Contact information fails when placed in document headers, footers, or text boxes. Put your name, phone number, email, and LinkedIn URL in the main document body, at the top, in regular paragraph text. And on file naming: if the posting specifies a naming convention like “LastName_Position_2026.pdf,” follow it exactly. Some systems, as scale.jobs documents, disqualify applications immediately for incorrect file naming.
These aren’t glamorous fixes. They don’t require you to rethink how you position contract work or rewrite your bullet points. But they prevent your carefully crafted content from being shredded before a recruiter ever sees it.
The Tradeoffs
The ATS-friendly resume format that parses at 93% accuracy is a single-column, .docx document with standard headings, plain fonts, no graphics, and spelled-out dates. It’s also, by most visual standards, boring. It looks like a document from 2008.

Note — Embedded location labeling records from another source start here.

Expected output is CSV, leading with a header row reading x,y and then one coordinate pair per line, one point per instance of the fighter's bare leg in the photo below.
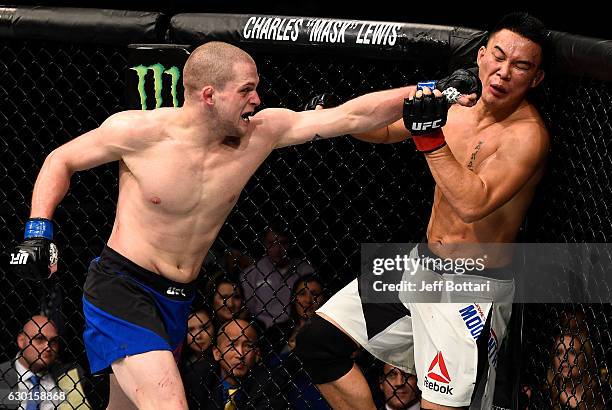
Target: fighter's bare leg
x,y
351,388
117,398
151,380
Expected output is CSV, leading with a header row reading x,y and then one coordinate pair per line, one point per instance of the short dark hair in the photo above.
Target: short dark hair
x,y
527,26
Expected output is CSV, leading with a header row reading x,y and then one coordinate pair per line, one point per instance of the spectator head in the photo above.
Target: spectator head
x,y
308,293
38,344
227,300
277,242
201,331
236,349
399,388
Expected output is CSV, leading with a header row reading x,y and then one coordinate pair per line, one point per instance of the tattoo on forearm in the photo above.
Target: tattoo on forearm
x,y
473,156
316,137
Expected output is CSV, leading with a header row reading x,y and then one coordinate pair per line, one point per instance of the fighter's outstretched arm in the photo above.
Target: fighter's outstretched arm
x,y
107,143
367,112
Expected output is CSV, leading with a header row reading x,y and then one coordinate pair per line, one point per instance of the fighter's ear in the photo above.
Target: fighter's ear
x,y
207,94
537,79
217,354
480,54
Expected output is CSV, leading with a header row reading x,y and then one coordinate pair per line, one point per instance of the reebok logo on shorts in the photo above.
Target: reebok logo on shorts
x,y
438,372
172,291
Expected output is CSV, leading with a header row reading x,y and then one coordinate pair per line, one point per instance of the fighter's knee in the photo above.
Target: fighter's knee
x,y
324,350
164,403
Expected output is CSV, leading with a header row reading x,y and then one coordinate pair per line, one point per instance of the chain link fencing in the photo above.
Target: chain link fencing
x,y
326,198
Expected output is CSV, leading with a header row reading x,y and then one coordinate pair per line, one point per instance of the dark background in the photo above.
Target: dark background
x,y
584,17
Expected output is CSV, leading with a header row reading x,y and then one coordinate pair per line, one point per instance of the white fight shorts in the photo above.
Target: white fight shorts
x,y
439,342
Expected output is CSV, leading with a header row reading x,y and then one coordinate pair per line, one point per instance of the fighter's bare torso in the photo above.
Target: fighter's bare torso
x,y
175,193
474,145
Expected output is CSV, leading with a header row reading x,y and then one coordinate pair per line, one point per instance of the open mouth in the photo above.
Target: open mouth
x,y
499,89
246,117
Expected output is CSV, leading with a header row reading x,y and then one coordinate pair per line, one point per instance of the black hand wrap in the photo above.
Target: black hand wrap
x,y
425,115
327,100
460,82
36,258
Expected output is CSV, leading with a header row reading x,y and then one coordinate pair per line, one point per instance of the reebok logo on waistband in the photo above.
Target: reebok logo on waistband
x,y
172,291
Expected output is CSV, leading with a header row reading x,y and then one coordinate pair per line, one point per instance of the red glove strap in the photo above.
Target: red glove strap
x,y
430,142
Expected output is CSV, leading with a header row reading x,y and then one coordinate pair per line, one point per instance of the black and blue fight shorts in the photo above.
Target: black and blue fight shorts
x,y
130,310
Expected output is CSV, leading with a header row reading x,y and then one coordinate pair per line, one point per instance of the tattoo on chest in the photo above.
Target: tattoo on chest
x,y
473,156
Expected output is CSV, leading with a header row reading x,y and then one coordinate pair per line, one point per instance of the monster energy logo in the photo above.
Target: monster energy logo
x,y
158,71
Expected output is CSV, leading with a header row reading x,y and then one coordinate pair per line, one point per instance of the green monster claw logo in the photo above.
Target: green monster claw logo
x,y
158,70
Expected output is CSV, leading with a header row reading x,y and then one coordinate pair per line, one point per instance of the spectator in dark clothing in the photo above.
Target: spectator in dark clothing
x,y
307,296
240,381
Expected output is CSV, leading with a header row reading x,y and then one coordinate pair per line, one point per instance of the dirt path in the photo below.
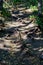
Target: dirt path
x,y
19,32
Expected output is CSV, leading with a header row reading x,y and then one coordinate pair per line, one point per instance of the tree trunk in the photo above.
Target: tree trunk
x,y
39,7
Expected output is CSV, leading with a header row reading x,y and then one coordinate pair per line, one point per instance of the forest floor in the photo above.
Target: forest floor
x,y
22,42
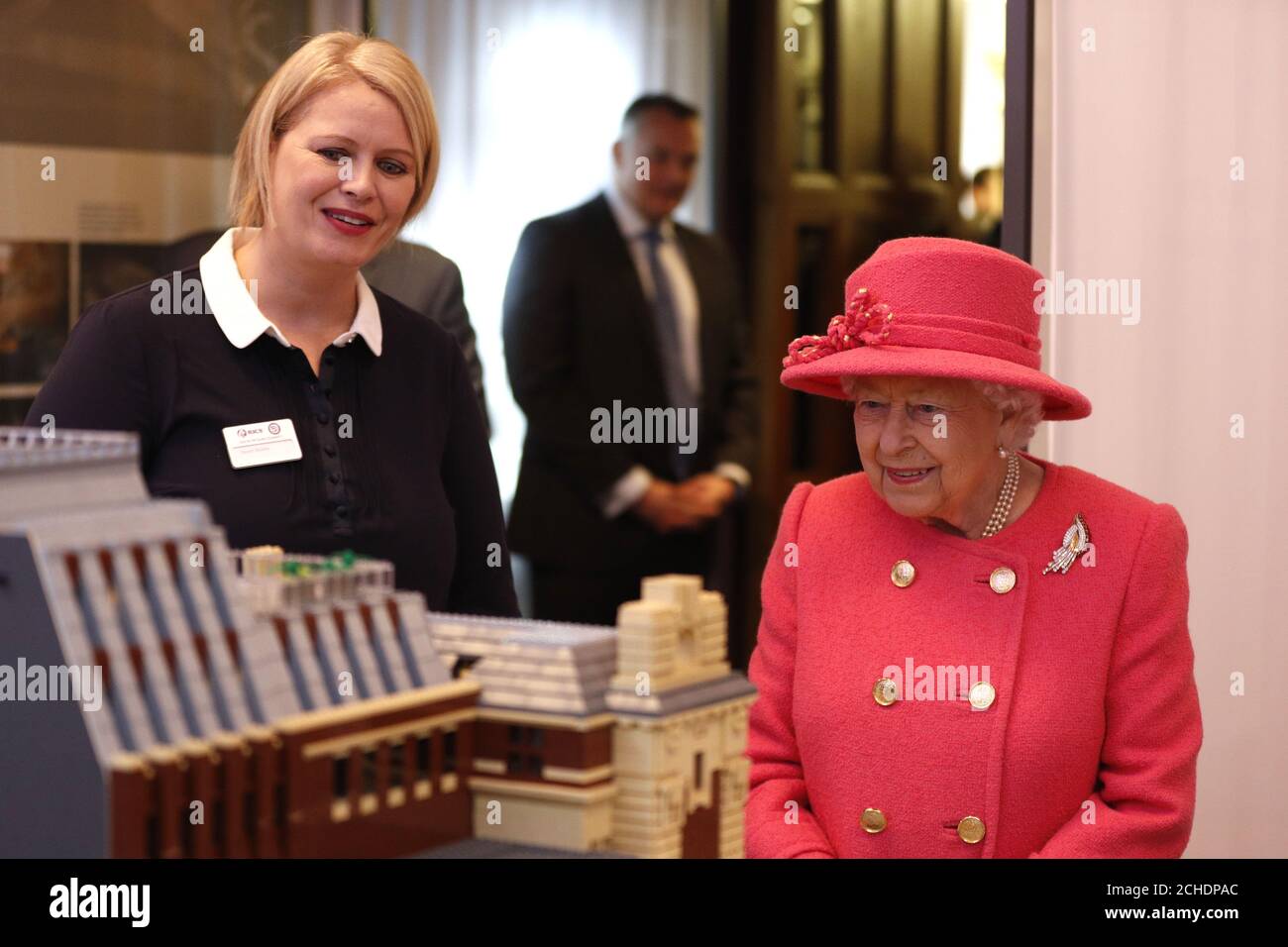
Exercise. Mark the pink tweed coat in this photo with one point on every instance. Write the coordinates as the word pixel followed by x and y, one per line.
pixel 1089 748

And that’s the core tension. Human-reviewed resumes achieve a 2% ATS failure rate compared to 41% for AI-generated visually complex documents, according to scale.jobs’ 2026 data. But human recruiters, once they see your resume, respond to visual hierarchy, white space, and design clarity. The 97.8% of Fortune 500 career sites running ATS-first screening means your resume has to clear the parser before any human aesthetic judgment matters. You’re designing for two audiences with conflicting preferences, and the algorithm goes first.
The practical compromise most successful candidates land on: build one stripped-down .docx master file for ATS submission, and keep a designed PDF version for networking, career fairs, and situations where you’re handing a resume directly to a person. The master file follows every parsing rule. The designed version follows none of them, because it doesn’t need to. Knowing when your optimized resume fails the human reader is just as important as knowing when your beautiful resume fails the parser.
The parsing pipeline is mechanical and specific. It breaks in predictable places, for predictable reasons, and the fixes are concrete. The frustrating part is that none of this is communicated to candidates during the application process. You submit into a black box, and the box has opinions about your heading labels.